The average age of the group was 36.3 ± 8.1 years. When patient groups with otolaryngological symptoms were divided into 5 age groups, it was revealed that the ENT symptoms were mostly observed in the 18–30 years age group (p: 0.013) (Table 3).

Table 3 Distribution of age according to ENT symptoms in COVID-19 disease PCR positive patients

Fifty-eight (37.4%) patients received a clinical diagnosis of pneumonia and had ground glass in tomography. There was no statistical difference in the frequency of pneumonia among COVID-19 patients with or without ENT symptoms (Table 4).

Table 4 Distribution of results of thorax CTs, and pneumonia according to ENT symptoms in COVID-19 disease PCR positive patients

The patients’ oxygen saturation was 95.8% (± 3.2). There was no statistical significance in the saturations of patients with or without ENT symptoms (p: 0.85).

Discussion

COVID-19 disease is a new pandemic that occurs towards the end of 2019. Information about this disease was shared by China first, and then more information about the disease was obtained with its spread throughout Europe, especially Italy. However, since this pandemic is new, information about this disease is also limited.

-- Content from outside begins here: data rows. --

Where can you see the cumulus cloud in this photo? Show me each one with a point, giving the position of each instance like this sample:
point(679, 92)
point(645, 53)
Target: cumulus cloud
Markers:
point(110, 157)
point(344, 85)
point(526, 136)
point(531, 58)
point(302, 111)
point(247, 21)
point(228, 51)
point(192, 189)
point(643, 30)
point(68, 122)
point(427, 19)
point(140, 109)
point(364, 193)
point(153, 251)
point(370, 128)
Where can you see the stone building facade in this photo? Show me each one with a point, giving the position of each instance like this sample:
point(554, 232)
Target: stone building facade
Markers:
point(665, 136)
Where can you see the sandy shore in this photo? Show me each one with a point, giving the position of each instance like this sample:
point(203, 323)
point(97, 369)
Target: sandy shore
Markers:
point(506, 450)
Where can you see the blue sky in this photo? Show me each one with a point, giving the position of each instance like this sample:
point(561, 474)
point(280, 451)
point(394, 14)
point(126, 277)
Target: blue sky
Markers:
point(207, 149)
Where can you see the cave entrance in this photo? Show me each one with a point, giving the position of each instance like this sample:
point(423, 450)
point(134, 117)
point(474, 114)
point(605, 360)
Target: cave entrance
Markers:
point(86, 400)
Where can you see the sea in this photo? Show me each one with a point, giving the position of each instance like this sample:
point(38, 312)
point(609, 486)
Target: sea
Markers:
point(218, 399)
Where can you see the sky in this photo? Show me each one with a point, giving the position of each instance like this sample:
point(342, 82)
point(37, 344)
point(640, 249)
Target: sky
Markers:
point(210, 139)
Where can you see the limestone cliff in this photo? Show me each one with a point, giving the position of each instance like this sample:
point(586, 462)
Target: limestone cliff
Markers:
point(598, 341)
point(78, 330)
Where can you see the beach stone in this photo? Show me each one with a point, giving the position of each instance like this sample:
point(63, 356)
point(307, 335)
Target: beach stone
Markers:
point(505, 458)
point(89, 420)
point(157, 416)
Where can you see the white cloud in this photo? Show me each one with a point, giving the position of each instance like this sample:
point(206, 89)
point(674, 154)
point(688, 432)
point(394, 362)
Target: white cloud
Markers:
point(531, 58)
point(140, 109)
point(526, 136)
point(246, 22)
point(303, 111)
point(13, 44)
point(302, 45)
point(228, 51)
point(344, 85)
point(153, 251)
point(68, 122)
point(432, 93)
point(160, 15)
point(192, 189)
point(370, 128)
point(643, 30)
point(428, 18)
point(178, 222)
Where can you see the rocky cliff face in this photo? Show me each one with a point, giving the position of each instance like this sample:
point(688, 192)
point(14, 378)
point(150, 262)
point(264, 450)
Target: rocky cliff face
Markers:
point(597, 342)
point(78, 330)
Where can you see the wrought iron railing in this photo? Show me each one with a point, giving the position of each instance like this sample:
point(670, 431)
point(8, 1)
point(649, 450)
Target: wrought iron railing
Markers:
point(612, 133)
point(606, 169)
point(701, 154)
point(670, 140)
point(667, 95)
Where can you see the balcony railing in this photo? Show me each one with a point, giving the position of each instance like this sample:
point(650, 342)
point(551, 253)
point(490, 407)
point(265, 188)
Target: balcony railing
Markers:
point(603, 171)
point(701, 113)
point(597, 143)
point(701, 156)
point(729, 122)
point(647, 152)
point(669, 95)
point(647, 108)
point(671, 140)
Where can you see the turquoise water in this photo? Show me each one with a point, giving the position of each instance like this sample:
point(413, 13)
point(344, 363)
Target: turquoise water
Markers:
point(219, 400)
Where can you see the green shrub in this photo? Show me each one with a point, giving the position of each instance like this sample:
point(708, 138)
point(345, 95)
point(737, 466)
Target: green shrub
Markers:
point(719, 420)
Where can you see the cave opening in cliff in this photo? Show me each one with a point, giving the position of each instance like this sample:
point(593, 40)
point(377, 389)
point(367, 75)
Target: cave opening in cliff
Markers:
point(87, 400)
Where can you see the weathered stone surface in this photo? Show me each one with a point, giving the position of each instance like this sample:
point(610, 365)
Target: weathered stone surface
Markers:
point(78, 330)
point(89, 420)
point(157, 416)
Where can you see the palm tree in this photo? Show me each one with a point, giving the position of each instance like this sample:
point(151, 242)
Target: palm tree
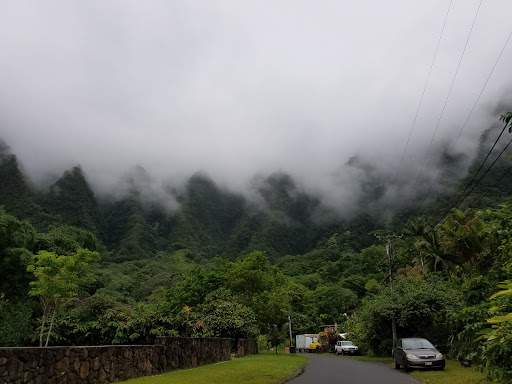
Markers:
point(432, 256)
point(462, 235)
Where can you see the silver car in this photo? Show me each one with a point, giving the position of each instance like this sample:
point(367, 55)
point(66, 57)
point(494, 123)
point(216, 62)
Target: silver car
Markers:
point(415, 353)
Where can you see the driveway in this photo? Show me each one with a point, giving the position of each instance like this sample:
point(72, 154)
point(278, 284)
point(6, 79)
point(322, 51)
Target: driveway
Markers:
point(326, 369)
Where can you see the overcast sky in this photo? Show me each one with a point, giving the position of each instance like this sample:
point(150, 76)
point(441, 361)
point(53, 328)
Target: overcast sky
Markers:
point(235, 88)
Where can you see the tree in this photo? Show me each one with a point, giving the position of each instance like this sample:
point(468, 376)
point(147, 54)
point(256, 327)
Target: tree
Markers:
point(498, 338)
point(57, 282)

Knowing the symptoms and percentages of the disease will help to discover COVID-19 disease more, and create more effective treatment protocols. There are recent general symptom studies on this topic. However, to our knowledge, detailed research on ENT symptoms is still more limited. Studies on COVID-19 revealed that ENT symptoms were observed more frequently in younger age groups, and women [9,10,11].

In general, studies on COVID symptoms indicate fatigue, cough, headache, fever, myalgia, arthralgia, and diarrhea [4, 12]. In our study, the symptoms of ENT were examined in more detail, and the highest percentage of ENT was cough (43.8%), and sore throat, and anosmia (35.4%). Unlike our study, Yonghyun et al. found anosmia in 15.3% of their patient group [13]. Based on our study, we can say the most significant predictive otolaryngologic symptoms are cough, anosmia, and sore throat.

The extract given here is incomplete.